Hey, the captain knows his locker room better than we do. But if my Twitter feed was any indication tonight, Avs fans are plenty worried about the state of their team. I wrote the other night how I’m already a bit worried about this group, and while I haven’t changed my immediate thought on that, I actually thought the Avs were pretty good for a lot of the game tonight. At least, through the first 39 minutes. But a bad goal with a minute left in the second just kind of deflated everything, and the Avs looked and played like a demoralized team in the third.
One of the things we knew about this Avs team going into the season: they are going to have to win games more with defense and goaltending than last year’s loaded offensive group. But so far, they’re not getting much of either. The Panthers dropped 38 shots on Avs goalie Jonas Johansson, who was pretty good for those first 39 minutes, but then let in a softie that sent the Avs into the dressing room down that 3-1 score.
The Avs are just giving up too many good scoring chances to the opposition right now, and not getting timely saves. And, for some reason, top defenseman Cale Makar has looked, well, awful of late. He was a minus-5 in Tuesday’s loss in Washington, and was a minus-3 tonight. And, it could have been worse than that, as Johansson made saves after a couple of pure Makar giveaways. Is Makar playing hurt, from that off-season “procedure” the team said he had? Whatever, Makar just doesn’t look like the sublime player, at all, like he’s almost always been so far.
The Avs did get a couple bad calls go against them in this one, including a really soft goalie interference call on Mikko Rantanen that led to Florida getting a power-play goal and a 2-1 lead in the second, after Rantanen had tied the game 1-1 in the first. Landeskog was called for a dubious boarding call on Aaron Ekblad at the end, too, which killed any hopes of a late comeback.
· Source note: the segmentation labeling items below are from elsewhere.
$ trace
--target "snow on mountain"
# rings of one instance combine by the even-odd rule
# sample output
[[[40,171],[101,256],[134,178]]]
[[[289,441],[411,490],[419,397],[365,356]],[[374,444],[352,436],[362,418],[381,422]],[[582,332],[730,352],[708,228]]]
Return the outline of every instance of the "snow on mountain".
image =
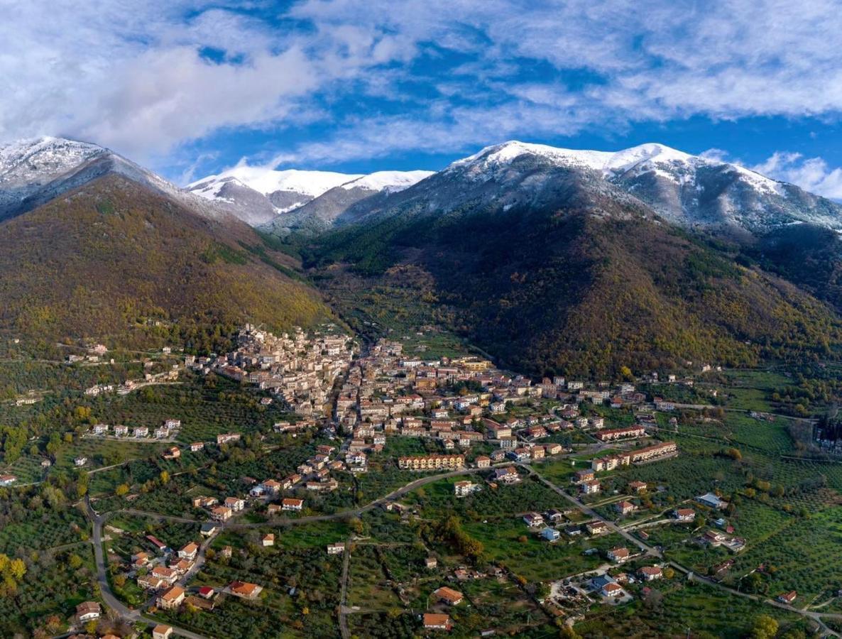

Jared Bednar probably wanted to go there, but he didn’t.
“I’m not going to comment on the officiating,” Bednar said. “We’ve got enough things to worry about in our locker room, and officiating isn’t one of them.”
Bednar said, ‘I liked our start”, but that the difference, for him, was the second period.
“We didn’t capitalize on our chances,” Bednar said. “It was definitely a step in the right direction, but still not good enough to win the hockey game. I liked our start tonight. More purpose to our game in a lot of different areas…but I didn’t like the goals against we gave up. A little too easy for them”
I actually thought the period the Avs failed to capitalize was the first, when they outshot Florida 11-6. But they gave up 23 shots in the second, while getting 12 themselves. The defense just wasn’t nearly good enough, the forechecking not hard enough, the special teams not good enough.
So, now it’s on to Tampa, where the Cup champion Lightning await.
“We need to be more desperate. We need to get more sustained pressure down low,” Landeskog said. “We’ve got to work. A good chance to do it on Saturday.”